Tags: #mystery, #deception, #vendetta, #cold case, #psychiatric hospital, #attempted murder, #distrust

"I'm sorry I hurt you.  It wasn't my
intent to make things worse.  I wanted to give you a little
bit of peace, Helen."

My vocal chords felt like molten guitar
strings stretched ten times too taut.  "I know."

"Please tell me I didn't make things
worse.  I'll go to Levine if I did and –"

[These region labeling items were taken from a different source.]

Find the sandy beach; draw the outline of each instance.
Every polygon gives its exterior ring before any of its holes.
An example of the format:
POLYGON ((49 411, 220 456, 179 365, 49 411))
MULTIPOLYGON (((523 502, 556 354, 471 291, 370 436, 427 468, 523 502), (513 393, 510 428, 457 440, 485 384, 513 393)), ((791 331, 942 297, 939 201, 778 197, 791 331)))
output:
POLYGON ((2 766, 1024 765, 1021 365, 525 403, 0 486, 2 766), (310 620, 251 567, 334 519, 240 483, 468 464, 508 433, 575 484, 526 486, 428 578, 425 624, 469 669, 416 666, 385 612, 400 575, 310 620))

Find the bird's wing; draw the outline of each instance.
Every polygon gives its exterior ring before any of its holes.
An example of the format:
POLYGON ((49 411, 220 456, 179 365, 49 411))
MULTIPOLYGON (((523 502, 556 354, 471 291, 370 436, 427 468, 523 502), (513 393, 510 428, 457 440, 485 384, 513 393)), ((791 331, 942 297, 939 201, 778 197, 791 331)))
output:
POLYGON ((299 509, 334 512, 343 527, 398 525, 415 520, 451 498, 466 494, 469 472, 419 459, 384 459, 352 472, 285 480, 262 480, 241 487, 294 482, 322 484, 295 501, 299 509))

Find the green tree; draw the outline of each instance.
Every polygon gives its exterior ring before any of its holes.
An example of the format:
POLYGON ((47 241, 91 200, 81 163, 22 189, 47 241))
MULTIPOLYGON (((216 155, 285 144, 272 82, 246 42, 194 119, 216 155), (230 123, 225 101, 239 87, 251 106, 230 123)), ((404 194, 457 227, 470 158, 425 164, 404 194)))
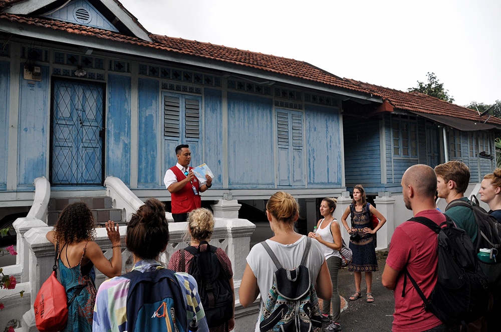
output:
POLYGON ((436 75, 435 74, 434 72, 430 73, 428 72, 427 76, 427 82, 417 81, 417 86, 408 88, 407 92, 417 91, 449 102, 454 102, 454 98, 452 96, 449 96, 449 90, 443 88, 443 83, 438 82, 438 80, 437 79, 436 75))
POLYGON ((493 104, 485 104, 483 102, 471 102, 464 107, 471 110, 478 110, 480 114, 488 110, 488 114, 497 118, 501 118, 501 100, 496 100, 496 102, 493 104))

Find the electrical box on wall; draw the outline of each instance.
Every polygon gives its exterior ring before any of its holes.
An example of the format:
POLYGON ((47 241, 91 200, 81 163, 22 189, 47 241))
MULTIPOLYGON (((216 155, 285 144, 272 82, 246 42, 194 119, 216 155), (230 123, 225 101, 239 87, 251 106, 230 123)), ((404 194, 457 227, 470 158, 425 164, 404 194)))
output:
POLYGON ((25 65, 24 78, 29 80, 42 80, 42 69, 36 66, 25 65))

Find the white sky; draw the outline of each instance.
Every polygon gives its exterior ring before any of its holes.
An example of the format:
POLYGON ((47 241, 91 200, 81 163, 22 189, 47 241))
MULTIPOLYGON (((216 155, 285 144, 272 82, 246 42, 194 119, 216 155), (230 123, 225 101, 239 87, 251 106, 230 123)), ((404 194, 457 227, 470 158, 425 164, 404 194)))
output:
POLYGON ((499 0, 120 1, 153 34, 404 91, 433 72, 456 104, 501 100, 499 0))

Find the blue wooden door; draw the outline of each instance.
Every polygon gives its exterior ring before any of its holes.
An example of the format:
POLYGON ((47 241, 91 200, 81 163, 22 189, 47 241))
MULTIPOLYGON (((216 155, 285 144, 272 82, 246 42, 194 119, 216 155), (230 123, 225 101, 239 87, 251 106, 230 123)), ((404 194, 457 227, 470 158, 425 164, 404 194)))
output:
POLYGON ((101 84, 54 80, 53 184, 103 184, 103 92, 101 84))

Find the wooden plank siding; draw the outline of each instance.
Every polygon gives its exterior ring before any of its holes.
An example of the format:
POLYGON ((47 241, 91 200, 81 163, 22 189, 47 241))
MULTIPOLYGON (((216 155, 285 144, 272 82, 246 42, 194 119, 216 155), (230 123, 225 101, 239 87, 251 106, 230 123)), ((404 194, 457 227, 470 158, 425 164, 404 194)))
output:
MULTIPOLYGON (((104 125, 107 128, 106 148, 103 152, 106 156, 105 174, 118 178, 129 184, 131 168, 130 78, 108 74, 107 88, 108 107, 104 110, 104 125)), ((146 148, 144 142, 137 146, 139 150, 146 148)))
POLYGON ((228 92, 230 188, 275 187, 273 110, 270 98, 228 92))
POLYGON ((380 186, 379 119, 345 116, 343 124, 346 186, 380 186))
MULTIPOLYGON (((21 66, 20 75, 23 76, 21 66)), ((22 80, 20 86, 18 189, 33 190, 33 180, 48 175, 49 68, 41 66, 42 80, 22 80)))
POLYGON ((159 185, 161 160, 158 142, 160 112, 159 84, 155 80, 139 78, 138 84, 138 178, 140 188, 159 185))
POLYGON ((9 154, 9 92, 11 64, 0 61, 0 190, 7 188, 7 157, 9 154))
POLYGON ((305 109, 308 186, 339 188, 343 180, 339 110, 308 104, 305 109))
POLYGON ((205 88, 203 94, 203 160, 212 171, 212 188, 222 188, 222 95, 220 90, 205 88))

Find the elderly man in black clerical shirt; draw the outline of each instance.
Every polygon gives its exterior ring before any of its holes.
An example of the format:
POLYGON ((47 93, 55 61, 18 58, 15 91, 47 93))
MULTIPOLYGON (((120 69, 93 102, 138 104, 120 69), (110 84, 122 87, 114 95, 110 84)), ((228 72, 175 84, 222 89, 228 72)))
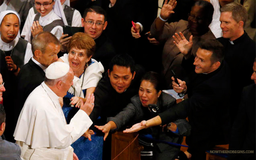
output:
MULTIPOLYGON (((204 40, 198 45, 193 63, 195 73, 192 73, 185 81, 178 79, 178 84, 172 82, 174 90, 177 93, 187 93, 188 98, 158 116, 142 121, 124 131, 135 132, 150 126, 164 125, 188 116, 191 132, 186 140, 189 146, 188 152, 191 154, 191 160, 206 159, 206 150, 215 145, 226 143, 228 131, 226 126, 229 122, 230 80, 229 69, 223 60, 223 46, 216 40, 204 40)), ((188 61, 186 65, 193 59, 191 56, 186 60, 188 61)), ((174 80, 173 77, 172 79, 174 80)))
MULTIPOLYGON (((130 98, 138 94, 143 73, 128 54, 113 58, 107 75, 100 81, 94 93, 94 107, 90 117, 94 124, 106 124, 107 117, 114 116, 130 103, 130 98), (101 118, 97 120, 99 116, 101 118)), ((104 159, 110 159, 111 137, 109 136, 104 144, 104 159)))
POLYGON ((232 88, 231 123, 236 118, 243 88, 252 84, 251 64, 255 58, 255 42, 244 30, 247 12, 242 5, 231 3, 220 8, 220 20, 223 37, 218 38, 224 46, 224 59, 230 68, 232 88))
POLYGON ((22 68, 17 77, 13 124, 11 130, 8 131, 8 136, 14 142, 12 135, 24 103, 30 93, 44 80, 45 70, 58 60, 57 54, 60 48, 58 39, 48 32, 39 33, 31 43, 33 57, 22 68))

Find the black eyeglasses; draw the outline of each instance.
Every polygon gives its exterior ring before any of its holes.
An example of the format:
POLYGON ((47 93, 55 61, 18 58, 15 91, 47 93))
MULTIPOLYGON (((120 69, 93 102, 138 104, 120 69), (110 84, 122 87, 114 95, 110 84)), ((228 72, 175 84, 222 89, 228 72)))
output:
POLYGON ((202 17, 195 16, 193 15, 190 14, 189 13, 188 14, 188 16, 189 18, 190 18, 193 20, 195 20, 197 22, 202 21, 203 20, 202 17))
POLYGON ((84 22, 86 23, 86 24, 87 24, 87 25, 88 26, 92 26, 93 25, 93 24, 94 24, 94 23, 96 25, 96 26, 98 26, 98 27, 101 27, 101 26, 103 26, 104 25, 104 24, 103 23, 102 23, 102 22, 93 22, 93 21, 92 21, 92 20, 88 20, 88 21, 86 21, 86 20, 84 20, 84 22))
POLYGON ((43 6, 44 7, 48 7, 50 5, 52 4, 53 2, 53 0, 52 0, 52 2, 50 3, 43 3, 42 4, 41 4, 40 3, 36 2, 36 3, 34 3, 34 4, 35 5, 35 7, 40 7, 41 5, 43 5, 43 6))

"It won't be over for years.  But no,
it's not worse than it was.  They're convinced that…well, that
things are progressing as they should've from the beginning."

"You still hate me."

"We can't have this conversation."

Silence became as taut as my vocal
chords. 

Then, at last, "We could have it face to
face."

"No, Johnny.  You have
to let this go; let me go.  I meant what I said.  When
I've mended enough to leave, that's what I'm going to do.  I
don't belong here.  I don't
want
to belong here."

"But your contract –"

"Let Darkwater Bay sue me.  Do you
think I care?"

"Yes," he murmured.  "I know how much
you care, Helen.  I'm not talking about me.  You care
about the people out here.  You cared enough not to let what
happened to Gwen Foster go.  You cared about my
detective.  You cared about dead homeless guys and even a dead
drug dealing biker whose worst crime was being too stupid to keep
his mouth shut.  I saw how much it hurt you when Maya was in
the hospital facing a fight for her life.  Do you think I
don't understand what you're doing?  None of this can hurt you
if you avoid it.  But the people who love you are
hurting.  They're suffering because you're pushing them all
away."

I believed that my tears
dried up and left me almost two months ago.  Orion proved that
theory wrong.  My eyes stung, burning liquid overflowed and
scalded my cheeks.  "They're better off without me," I
whispered.  "
You
are better off without me."

"You're crying..."

I dashed at the droplets clinging to my
chin.  Cleared my throat.  "I'm not."

A soft knock sounded on the window to my
left.  "Let me in, Helen."  Johnny stood outside under
the lanai at the back of my house.  His dark coat hung to the
knees.  Even through the darkness, I could see the water
droplets clinging to the leather skin.  He looked as sad and
fatigued as I felt, standing desolate in the cold with his cell
phone pressed to his ear.  "Baby, please let me in."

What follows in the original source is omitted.